The key point is that we are assuming to have more impact that we really have or can have.

Hence, the title "Rocking the EU Ship".

I will write in the next few days a commentary another article within the EP2024 series, but today the aim is more about the transition.

Somebody summarizes 2024, and I agree that frankly summarizing a year in the news is boring- unless you were on the Moon during 2024, and want to know what happened.

But moving forward requires observing choices that did not deliver (the data is there) and choices that set in motion unexpected consequences (ditto).

The key element, and why it makes sense to insert this article within the Citizen Audit series, is simple: if you want to do this exercise, you require few elements
_ visibility on the context
_ expertise on the specific domain
_ data that are relevant, not just that confirm your assumptions.

All the articles in this series are short by design- and this one makes no exception.

For the first point, the context, I suggest that you read the short article that posted yesterday (or the whole series).

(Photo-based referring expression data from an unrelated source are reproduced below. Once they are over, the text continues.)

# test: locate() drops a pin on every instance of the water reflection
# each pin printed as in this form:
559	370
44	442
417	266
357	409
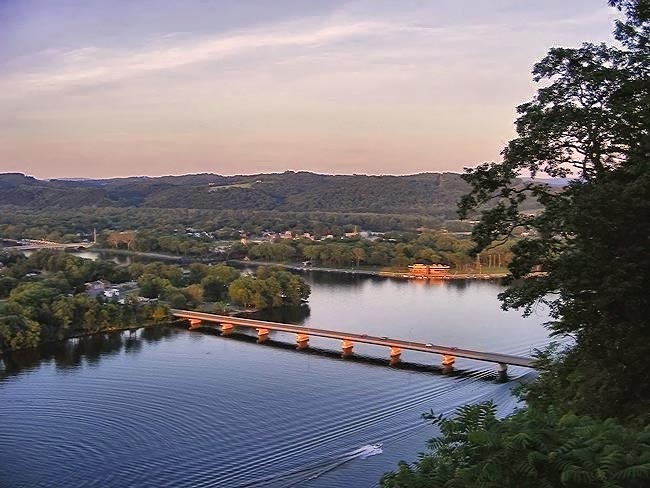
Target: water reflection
88	350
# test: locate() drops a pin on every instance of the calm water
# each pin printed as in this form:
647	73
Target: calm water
170	408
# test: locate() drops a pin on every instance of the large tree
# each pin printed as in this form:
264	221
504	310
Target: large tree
589	123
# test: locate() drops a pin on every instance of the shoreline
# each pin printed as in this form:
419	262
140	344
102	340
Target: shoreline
370	272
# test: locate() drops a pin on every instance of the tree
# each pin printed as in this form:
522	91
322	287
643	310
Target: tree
359	255
535	450
591	123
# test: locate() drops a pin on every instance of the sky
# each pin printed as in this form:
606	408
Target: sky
107	88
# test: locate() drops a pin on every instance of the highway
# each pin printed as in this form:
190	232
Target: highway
358	338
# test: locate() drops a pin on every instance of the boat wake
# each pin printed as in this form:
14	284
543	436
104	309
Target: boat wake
302	475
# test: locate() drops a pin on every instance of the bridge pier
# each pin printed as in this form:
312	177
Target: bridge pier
302	341
227	329
502	369
346	348
447	363
262	334
395	355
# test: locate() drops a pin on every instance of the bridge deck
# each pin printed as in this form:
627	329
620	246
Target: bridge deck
363	338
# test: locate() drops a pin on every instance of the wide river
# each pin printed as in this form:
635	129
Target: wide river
167	407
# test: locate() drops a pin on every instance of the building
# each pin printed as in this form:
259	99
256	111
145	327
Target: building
429	270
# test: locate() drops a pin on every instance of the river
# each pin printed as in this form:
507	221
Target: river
167	407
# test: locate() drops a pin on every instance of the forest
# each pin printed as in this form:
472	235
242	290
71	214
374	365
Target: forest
47	296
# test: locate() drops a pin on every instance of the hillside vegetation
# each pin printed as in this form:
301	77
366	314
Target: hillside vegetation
433	194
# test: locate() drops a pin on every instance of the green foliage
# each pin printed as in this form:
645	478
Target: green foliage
530	448
591	239
268	288
394	250
422	194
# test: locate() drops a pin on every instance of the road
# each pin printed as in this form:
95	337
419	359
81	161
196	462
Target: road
359	338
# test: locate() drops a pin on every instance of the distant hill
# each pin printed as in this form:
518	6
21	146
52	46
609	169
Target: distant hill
419	194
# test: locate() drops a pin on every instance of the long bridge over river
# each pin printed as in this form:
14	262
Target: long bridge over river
227	325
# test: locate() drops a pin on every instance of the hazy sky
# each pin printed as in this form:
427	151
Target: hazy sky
99	88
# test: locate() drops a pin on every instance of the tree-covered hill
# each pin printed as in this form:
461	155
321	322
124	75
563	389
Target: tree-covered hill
420	194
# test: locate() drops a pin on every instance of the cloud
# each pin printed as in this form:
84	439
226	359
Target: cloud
90	65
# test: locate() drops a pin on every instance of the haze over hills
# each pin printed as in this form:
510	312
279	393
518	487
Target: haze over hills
420	194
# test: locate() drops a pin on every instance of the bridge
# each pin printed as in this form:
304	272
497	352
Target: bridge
449	354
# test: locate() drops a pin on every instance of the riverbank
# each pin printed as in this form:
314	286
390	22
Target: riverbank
373	272
131	327
126	252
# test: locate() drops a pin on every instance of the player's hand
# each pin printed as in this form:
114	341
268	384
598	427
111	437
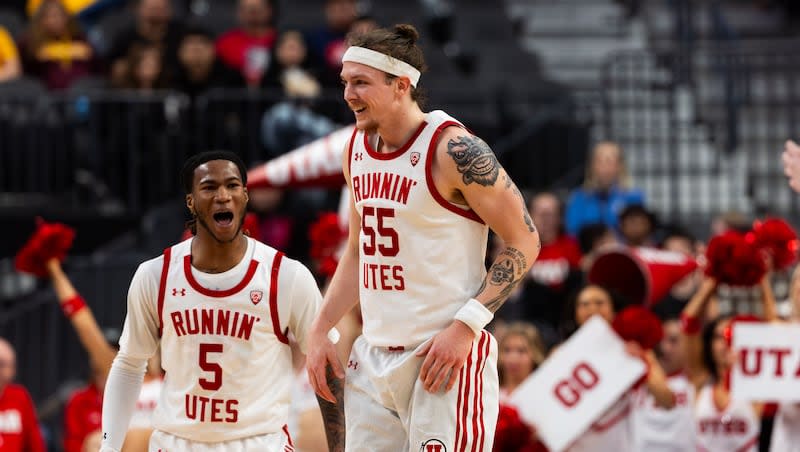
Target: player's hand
791	164
446	354
321	354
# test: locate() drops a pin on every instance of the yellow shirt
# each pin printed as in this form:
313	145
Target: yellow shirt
8	50
73	6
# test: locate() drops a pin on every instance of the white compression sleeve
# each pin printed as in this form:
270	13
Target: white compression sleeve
119	399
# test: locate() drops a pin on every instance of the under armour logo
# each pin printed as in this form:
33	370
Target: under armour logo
433	445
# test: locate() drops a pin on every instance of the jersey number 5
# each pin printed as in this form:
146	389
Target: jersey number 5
216	382
380	213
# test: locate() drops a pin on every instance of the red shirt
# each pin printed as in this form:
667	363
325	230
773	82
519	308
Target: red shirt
19	428
82	415
555	261
232	47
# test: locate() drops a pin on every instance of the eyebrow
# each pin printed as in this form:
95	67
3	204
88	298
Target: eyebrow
206	180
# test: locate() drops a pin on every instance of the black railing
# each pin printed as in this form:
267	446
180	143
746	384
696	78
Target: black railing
713	144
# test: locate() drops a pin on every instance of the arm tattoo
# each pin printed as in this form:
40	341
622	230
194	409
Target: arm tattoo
506	272
333	414
474	159
525	214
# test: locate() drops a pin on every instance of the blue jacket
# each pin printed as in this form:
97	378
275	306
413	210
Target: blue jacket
587	207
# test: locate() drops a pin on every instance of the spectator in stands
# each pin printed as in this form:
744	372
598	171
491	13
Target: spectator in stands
637	225
10	66
54	49
658	429
291	71
327	43
593	238
200	69
19	428
676	238
520	351
144	70
606	190
556	272
155	26
248	48
708	368
614	429
82	412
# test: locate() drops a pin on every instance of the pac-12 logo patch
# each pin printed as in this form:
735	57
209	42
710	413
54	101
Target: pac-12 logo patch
414	158
433	445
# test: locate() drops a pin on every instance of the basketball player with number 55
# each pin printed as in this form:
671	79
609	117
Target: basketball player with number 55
220	305
424	192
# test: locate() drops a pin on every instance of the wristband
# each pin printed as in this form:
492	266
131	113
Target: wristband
690	325
73	306
475	315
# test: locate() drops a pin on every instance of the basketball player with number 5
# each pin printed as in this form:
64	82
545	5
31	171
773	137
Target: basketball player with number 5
220	305
424	192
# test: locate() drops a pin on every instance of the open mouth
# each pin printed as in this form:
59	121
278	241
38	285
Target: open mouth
223	218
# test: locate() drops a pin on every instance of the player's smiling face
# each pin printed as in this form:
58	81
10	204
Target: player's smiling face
219	199
368	94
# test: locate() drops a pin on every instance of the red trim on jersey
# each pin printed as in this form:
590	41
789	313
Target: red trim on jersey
467	213
748	444
187	270
162	288
396	153
478	394
350	152
459	425
273	298
465	408
288	436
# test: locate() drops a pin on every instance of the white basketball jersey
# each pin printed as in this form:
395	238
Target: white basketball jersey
224	344
146	403
612	432
786	431
420	257
734	429
660	430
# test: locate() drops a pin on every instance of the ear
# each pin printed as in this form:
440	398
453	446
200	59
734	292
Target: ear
402	85
190	203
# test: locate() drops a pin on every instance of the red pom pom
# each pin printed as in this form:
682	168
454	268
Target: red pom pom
326	235
733	260
778	238
638	324
511	433
50	240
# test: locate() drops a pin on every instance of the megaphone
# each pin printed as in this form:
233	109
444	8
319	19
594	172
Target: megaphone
316	164
642	275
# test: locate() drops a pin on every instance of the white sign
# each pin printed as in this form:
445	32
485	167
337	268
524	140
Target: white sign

Specifically on the EU, I think that no matter what is your specific expertise, the starting point (context) should be the macro-initiatives taken 2019-2024, the proposals for reforms (the French-German, Letta, Draghi reports), and the discussion during the confirmation of the (re)new(ed) European Commission.

If you skip that step that should represent the "common knowledge ground", whatever you derive from your expertise and your selection of data would risk suffering from a long list of biases- starting obviously from the confirmation bias.

The European Commission gradually became too self-referential to actually really influence reality (or understand it), and while the European Union is still relatively rich, it is increasingly assuming that "helicopter money" is the solution.

2025 is around the corner, and, beside dealing with the side-effects of 2024 events and choices, will be one step closer to reconsidering in 2026 the side-effects of the first large initiative based on shared debt, the Recovery and Resilience Facility.

So, 2025 will probably need a significant "rocking of the EU boat"- but based on rational analysis, not on announces ignoring the real current weight of the European Union.

The European Union and the Euro are experiments in social engineering on a large scale, but need to be supported by a constant re-assessment and tuning.

It is tempting to keep spinning more balls in the air (e.g. new initiatives), but the orchestration of all of them should be based on the specific absorption capability of the organizational structures involved.

Meaning: you can keep launching top-down initiatives from Brussels, but if the execution relies on the operational capabilities of local, regional, and national organizational structures, plus integrated efforts by the private sector across the European Union, piling up is not an opportunity, it is a collective egotrip based on cognitive dissonance.

See you tomorrow for another article- and happy new year!